# Please help- potty training round 2



## franksmommy (Jan 4, 2010)

Hello! I have a two year old cockapoo and he is STILL going potty in the house. Our largest problem is #1. And I wish I could say they were accidents. Sometimes he just raises his leg and just goes! 

At first, I thought it was just at my place because the smell is probably not 100% gone, but he did it at my friend's house the other day too 

When he goes outside, he only goes a little at a time- maybe so I will take him on a longer walk?

Is it possible to potty train at 2 years old? Do I need to go back to the crate?

Thank you for any advice!


----------



## kendal (Jul 16, 2009)

is he nutered, is it only him cocking his leg on things or is he peeing in the middle of the room. 


my guess is he is marking the house or any house he goes to. nutering could stop this if he isnt already done, other than that im not sure as its only ever girls i have had.


----------



## franksmommy (Jan 4, 2010)

Thanks for your reply Kendal. He has been nuetered. He goes in the middle of the room also.
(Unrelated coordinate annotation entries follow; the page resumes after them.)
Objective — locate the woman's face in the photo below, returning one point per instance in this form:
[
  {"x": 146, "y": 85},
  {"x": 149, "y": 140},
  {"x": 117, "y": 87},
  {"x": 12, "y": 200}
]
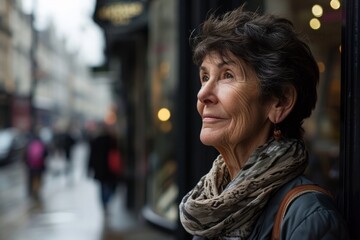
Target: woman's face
[{"x": 229, "y": 103}]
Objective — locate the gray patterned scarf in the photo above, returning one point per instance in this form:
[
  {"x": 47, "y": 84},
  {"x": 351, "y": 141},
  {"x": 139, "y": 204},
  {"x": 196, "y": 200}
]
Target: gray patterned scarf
[{"x": 218, "y": 208}]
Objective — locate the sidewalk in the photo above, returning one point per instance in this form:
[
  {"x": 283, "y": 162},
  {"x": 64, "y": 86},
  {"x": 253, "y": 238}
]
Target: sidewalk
[{"x": 71, "y": 211}]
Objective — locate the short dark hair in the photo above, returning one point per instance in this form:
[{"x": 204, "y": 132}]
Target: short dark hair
[{"x": 270, "y": 45}]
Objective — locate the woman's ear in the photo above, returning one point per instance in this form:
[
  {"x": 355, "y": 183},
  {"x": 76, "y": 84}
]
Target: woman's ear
[{"x": 281, "y": 108}]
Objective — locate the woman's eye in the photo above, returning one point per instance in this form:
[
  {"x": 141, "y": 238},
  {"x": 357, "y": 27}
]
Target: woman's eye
[
  {"x": 204, "y": 78},
  {"x": 228, "y": 75}
]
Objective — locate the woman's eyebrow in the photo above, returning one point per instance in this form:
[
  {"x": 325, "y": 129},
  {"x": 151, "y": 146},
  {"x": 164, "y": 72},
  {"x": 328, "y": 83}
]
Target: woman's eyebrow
[{"x": 219, "y": 65}]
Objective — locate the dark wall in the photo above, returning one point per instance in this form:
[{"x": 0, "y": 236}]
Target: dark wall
[{"x": 350, "y": 114}]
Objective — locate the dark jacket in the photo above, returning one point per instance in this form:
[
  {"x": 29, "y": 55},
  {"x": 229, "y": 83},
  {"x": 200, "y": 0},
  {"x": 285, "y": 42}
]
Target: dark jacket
[
  {"x": 98, "y": 158},
  {"x": 310, "y": 216}
]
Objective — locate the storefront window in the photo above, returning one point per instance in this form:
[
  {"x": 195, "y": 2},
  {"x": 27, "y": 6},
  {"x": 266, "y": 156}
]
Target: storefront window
[
  {"x": 162, "y": 190},
  {"x": 320, "y": 22}
]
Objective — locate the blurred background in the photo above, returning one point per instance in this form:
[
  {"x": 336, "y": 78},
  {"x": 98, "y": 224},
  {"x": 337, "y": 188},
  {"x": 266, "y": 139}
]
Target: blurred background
[{"x": 70, "y": 67}]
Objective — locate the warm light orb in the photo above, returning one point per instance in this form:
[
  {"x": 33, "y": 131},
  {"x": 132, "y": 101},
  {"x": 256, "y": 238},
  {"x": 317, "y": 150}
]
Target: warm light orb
[
  {"x": 164, "y": 114},
  {"x": 315, "y": 23},
  {"x": 321, "y": 67},
  {"x": 317, "y": 10},
  {"x": 335, "y": 4}
]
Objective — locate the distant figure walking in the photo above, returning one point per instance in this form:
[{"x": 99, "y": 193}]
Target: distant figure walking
[
  {"x": 105, "y": 163},
  {"x": 35, "y": 158}
]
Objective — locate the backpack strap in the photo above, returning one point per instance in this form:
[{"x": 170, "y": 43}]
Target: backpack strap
[{"x": 288, "y": 199}]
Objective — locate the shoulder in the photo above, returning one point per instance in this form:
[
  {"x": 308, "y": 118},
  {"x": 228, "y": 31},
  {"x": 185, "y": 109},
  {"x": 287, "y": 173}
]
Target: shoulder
[{"x": 311, "y": 216}]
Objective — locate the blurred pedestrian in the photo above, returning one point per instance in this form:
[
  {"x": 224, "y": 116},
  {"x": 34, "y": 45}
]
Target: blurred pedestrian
[
  {"x": 35, "y": 158},
  {"x": 105, "y": 163}
]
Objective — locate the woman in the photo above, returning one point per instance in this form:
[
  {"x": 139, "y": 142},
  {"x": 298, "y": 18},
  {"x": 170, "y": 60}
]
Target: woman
[{"x": 258, "y": 84}]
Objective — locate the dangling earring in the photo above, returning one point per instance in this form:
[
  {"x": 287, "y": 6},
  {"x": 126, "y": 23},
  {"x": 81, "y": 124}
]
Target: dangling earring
[{"x": 277, "y": 132}]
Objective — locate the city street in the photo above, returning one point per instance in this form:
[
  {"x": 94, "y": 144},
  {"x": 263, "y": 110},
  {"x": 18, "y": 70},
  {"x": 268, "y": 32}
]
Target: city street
[{"x": 70, "y": 209}]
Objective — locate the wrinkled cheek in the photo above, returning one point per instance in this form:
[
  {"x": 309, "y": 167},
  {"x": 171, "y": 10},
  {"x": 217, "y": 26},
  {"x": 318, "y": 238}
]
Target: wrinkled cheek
[
  {"x": 240, "y": 123},
  {"x": 199, "y": 107}
]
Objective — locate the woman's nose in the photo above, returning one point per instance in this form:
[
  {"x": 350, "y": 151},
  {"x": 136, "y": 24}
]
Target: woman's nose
[{"x": 206, "y": 94}]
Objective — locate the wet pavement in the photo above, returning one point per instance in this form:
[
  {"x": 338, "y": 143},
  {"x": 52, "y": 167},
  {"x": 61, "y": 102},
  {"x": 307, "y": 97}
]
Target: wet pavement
[{"x": 70, "y": 208}]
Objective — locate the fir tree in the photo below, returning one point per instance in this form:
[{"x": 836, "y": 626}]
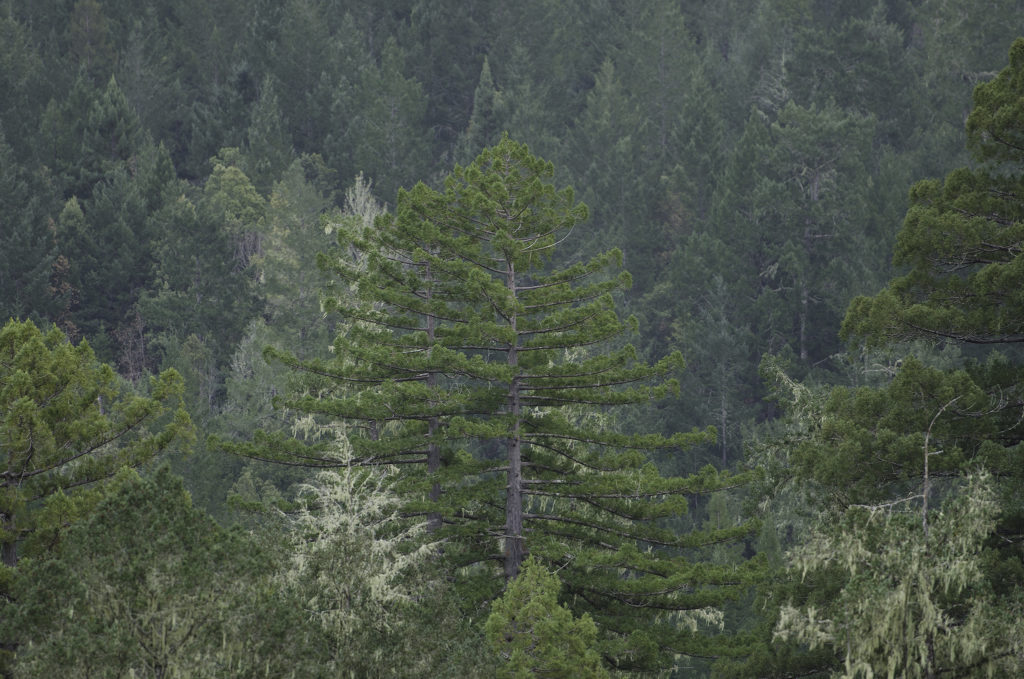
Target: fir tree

He is doing it on purpose I think. 

Thanks!


----------



## kendal (Jul 16, 2009)

is he doing it when your in or when your out. 
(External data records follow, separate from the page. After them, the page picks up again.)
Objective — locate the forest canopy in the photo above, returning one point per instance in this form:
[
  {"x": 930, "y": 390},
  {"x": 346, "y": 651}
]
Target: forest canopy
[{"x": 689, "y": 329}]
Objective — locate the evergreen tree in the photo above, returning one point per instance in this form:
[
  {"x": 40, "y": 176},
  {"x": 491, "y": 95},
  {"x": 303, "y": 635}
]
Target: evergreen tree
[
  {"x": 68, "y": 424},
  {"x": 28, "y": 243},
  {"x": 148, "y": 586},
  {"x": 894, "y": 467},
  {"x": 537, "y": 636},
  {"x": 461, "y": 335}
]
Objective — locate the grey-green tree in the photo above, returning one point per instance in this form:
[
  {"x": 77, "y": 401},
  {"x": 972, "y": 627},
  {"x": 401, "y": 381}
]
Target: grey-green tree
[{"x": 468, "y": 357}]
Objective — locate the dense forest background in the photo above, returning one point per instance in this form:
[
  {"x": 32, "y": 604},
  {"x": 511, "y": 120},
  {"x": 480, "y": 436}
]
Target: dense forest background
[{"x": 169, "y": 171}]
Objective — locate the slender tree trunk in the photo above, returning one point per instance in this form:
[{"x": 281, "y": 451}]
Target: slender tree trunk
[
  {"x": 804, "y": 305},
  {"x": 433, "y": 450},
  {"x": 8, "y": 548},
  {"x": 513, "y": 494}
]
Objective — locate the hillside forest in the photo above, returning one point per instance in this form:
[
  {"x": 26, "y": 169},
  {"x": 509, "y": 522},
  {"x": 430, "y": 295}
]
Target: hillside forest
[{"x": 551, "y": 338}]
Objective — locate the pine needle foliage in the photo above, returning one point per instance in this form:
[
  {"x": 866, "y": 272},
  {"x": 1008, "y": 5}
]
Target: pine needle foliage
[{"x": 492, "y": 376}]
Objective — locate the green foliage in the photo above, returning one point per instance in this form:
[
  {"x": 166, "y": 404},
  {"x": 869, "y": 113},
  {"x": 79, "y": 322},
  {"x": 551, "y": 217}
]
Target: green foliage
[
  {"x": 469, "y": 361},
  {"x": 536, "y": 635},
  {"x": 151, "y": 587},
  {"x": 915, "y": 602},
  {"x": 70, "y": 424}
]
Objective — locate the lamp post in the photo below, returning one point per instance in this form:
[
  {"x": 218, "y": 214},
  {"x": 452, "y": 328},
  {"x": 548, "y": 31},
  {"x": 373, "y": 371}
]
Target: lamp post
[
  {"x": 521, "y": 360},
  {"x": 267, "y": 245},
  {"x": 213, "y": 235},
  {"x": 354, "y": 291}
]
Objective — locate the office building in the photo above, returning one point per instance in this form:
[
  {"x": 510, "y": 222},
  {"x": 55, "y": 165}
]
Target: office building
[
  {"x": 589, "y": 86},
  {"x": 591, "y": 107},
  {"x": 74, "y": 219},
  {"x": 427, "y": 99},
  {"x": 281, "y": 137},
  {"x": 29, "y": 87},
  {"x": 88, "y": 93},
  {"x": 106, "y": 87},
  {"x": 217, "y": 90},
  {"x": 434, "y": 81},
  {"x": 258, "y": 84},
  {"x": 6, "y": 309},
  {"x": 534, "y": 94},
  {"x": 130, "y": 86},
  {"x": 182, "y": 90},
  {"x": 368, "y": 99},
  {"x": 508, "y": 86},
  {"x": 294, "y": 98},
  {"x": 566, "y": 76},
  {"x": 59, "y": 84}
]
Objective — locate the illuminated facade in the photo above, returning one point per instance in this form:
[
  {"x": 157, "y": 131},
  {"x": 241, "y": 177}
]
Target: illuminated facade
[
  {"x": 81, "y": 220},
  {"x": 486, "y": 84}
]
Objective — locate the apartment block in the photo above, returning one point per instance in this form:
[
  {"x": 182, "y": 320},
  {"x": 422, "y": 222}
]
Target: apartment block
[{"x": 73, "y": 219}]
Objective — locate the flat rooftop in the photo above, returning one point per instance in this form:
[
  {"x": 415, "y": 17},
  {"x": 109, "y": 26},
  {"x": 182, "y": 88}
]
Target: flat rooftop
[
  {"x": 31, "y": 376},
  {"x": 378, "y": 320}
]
is he drinking more than normal or peeing more than normal. 

how long is he left on his own for, how long is he walked for. 

has anything changed in the house, or is this something he has always done and you just cant find a way to stop it.


----------



## chris04 (Jan 8, 2012)

Hello..Sorry to hear that your cockapoo is giving you problems...you know maybe you should "crate-train"..again..like take a whole day to deal with this issue..keep him in for awhile and then when you let him out ..put leash on and take outside to go potty..if he goes praise like crazy..and if he doesn't take back to crate and try again in about an hour again...i say verbally tell him when you take him out to go "pee"..and if he doesn't ..tell him.."ok back to your crate I'll take you back out in a little while"...don't let him break you...cockapoo's are very smart...sometimes too smart..Lol..hope this works for you


----------